How we scaled our Monolith to execute 250Mn+ trades in a day?

You might have read dozens of articles around Monolith vs Microservices. And most of them suggest to keep your distance with the microservices until you have solid reasons to do so.

But microservices are tempting, you can get these solid reasons well early into your development cycle or as late as never. There are numerous articles on how to split monolith to microservices. But very few articles talk about how to do your monolith right. This is an attempt at the latter.

Context

At Probo, we are a small team of about 30 engineers. One basic principle we try to adopt is to keep things simple. As a result, we are running a monolithic version of our backend from day 1 and we are well into our 4th year. We have a seen a journey of 0 trades to 250Mn+ trades in a day.

Things that helped us in this journey

Code structure -
1. Our code structure is inspired by Domain Driven Design. From the start itself we had three major bounded contexts that we recognised and developed the code around it.

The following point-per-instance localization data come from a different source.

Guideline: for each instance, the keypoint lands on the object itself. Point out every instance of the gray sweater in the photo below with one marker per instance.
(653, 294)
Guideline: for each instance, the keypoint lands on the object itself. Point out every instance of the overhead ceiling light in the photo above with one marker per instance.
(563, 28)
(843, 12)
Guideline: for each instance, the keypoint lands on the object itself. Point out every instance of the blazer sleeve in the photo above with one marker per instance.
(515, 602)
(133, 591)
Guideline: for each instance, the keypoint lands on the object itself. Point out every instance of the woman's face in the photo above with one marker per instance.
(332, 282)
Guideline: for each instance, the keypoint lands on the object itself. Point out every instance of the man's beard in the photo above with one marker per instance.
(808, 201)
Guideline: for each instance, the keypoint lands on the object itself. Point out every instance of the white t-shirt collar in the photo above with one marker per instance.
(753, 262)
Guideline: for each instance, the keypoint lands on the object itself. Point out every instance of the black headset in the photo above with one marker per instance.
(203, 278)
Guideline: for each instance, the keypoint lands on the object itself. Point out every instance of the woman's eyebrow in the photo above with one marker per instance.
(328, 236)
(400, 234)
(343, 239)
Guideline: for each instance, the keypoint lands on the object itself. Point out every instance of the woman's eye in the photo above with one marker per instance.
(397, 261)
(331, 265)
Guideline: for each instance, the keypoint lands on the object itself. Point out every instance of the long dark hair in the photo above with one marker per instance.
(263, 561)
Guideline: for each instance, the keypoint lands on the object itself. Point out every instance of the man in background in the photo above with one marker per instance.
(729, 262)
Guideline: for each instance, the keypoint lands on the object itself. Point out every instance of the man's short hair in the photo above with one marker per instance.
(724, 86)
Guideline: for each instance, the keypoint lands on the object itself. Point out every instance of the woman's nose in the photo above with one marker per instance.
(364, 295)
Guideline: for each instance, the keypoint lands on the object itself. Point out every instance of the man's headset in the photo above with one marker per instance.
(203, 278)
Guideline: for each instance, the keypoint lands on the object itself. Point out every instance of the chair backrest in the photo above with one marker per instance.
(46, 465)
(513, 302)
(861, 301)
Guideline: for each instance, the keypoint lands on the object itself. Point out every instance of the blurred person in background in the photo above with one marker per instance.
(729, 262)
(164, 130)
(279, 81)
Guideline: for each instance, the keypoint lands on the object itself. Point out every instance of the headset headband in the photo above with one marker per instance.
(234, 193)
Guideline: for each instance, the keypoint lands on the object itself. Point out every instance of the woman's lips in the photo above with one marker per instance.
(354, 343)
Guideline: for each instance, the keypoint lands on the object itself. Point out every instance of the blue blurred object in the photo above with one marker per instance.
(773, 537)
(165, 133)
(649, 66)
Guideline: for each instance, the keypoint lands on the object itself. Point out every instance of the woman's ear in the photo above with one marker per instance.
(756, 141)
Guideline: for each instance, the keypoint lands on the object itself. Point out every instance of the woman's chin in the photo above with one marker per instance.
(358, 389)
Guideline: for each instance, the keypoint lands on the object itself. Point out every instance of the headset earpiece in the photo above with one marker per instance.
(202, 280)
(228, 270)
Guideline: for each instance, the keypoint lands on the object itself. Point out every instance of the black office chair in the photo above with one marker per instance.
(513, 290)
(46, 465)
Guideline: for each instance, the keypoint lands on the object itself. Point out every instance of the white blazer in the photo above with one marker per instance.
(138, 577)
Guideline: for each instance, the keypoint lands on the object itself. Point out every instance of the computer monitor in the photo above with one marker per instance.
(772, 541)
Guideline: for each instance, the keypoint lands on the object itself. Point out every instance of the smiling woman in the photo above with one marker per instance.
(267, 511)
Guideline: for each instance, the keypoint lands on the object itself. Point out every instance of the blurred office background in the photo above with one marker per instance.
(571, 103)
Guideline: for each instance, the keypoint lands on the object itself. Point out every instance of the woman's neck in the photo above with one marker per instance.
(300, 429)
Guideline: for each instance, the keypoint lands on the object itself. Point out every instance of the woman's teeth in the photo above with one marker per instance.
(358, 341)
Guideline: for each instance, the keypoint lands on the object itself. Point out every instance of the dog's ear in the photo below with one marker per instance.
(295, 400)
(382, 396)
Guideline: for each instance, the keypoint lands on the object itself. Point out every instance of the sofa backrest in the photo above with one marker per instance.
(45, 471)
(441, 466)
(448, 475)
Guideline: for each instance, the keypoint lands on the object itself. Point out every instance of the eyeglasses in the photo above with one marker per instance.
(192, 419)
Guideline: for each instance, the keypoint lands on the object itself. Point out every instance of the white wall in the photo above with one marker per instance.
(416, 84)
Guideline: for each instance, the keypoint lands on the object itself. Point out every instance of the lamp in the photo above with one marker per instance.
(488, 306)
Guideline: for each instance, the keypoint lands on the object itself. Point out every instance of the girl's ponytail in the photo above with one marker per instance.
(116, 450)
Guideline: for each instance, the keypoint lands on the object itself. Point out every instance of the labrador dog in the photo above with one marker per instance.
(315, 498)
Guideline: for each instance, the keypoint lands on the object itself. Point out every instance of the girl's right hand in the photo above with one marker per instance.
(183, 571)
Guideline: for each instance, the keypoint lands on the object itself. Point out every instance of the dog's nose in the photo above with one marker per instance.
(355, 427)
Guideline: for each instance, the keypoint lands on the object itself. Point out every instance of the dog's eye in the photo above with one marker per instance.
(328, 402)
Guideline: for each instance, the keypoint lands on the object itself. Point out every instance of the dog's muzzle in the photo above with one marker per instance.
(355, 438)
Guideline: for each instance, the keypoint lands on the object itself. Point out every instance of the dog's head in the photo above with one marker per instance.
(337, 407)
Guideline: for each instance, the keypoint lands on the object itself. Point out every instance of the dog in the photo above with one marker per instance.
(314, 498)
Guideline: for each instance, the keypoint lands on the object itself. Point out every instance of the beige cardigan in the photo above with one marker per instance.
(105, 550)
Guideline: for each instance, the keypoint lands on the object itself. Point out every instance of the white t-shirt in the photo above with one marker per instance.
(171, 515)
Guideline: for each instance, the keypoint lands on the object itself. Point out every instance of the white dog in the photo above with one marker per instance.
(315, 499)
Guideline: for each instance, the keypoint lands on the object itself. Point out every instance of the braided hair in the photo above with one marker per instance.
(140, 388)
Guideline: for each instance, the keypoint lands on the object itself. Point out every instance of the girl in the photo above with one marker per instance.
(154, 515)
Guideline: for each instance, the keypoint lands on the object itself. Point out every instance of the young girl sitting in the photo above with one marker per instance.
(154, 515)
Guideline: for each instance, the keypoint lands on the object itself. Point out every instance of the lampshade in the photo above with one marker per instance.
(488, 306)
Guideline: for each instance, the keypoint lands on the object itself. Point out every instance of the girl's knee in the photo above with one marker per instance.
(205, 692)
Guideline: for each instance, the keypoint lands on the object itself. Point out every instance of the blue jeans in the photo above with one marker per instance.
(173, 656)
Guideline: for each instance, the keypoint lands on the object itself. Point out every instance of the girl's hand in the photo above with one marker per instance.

It was as simple as - user (profile, referral, etc), trading (order-management, trade-management etc) and payments (user balance, transaction history etc) ecosystem.
  1. Interaction between these ecosystems were loosely coupled.
2. We had a very basic layered code architecture - Presentation → Application logic → Data management layer.
3. Concept of services in a monolith, with a focus on preventing domain leakage helped us scale better.
  1. If required each individual service used to communicate with other service through service<>service methods and not by data layer.
  2. Most of the database joins were in their own bounded contexts, which helped mantain loose coupling.
Splitting into Server & Worker modes
1. We encountered performance issues well early into our journey when everything was handled with a single process. To solve, we first identified the background tasks and separated them out of server process.
2. As a result, both server process and various worker processes could now independently scale without affecting one another.
Language Specific Tweaking
1. Whatever language you pick, there are always some basic level of configuration tweaking that is required to scale efficiently.
2. We use NodeJS majorly, and since it is single threaded we run it in cluster mode using PM2 to efficiently utilize our compute resources.
3. Some other configurations that were used
  1. --max-old-space-size=SIZE Sets the max memory size of V8's old memory section.
  2. --prof for profiling
The bottleneck is always the database
1. As mentioned by Kailash Nadh, “97.42%* of all scaling bottlenecks stem from databases”. And we can confirm that it is true!
2. Focus on fundamentals. “No Indexes” or “incorrect Indexing” is the most popular answer I get during my interviews when I ask about downtimes.
3. Learn about database config parameters even if you use a managed service. This helped us scale our database better and avoid downtimes.
Independent endpoint scaling
1. Segregating our high thoughput endpoints, helped us in scaling and help isolate issues faster.
2. Example - when a notification is sent to our users, we update the read/view status on our end. This is a burst traffic that impacts other APIs performance. Identifying this set of api’s and redirecting to their own set of dedicated instances helped us prevent slowness.

Not everything is good in the Wonderland.

Deployment time - There is a significant increase in deployment time due to
1. CI Pipeline tests and checks
2. We do rolling deployment, hence time taken to complete the deployment is directly proportional to number of instances
Fear of change - There is always a fear that a change might take complete service down. This has resulted in apprehensions in frequency of deployments, deployments in high traffic times etc. But as of now we still do multiple deployments throughout the day!
Multiple dependencies & Resource Sizing
1. Dependencies in terms of databases, cache etc keep on growing with use cases. Thus increasing your surface area for downtimes.
2. Horizontal scaling also put pressure on your resources like Database connections, which leads to unoptimized sizing. Proxy & Pooling to the rescue!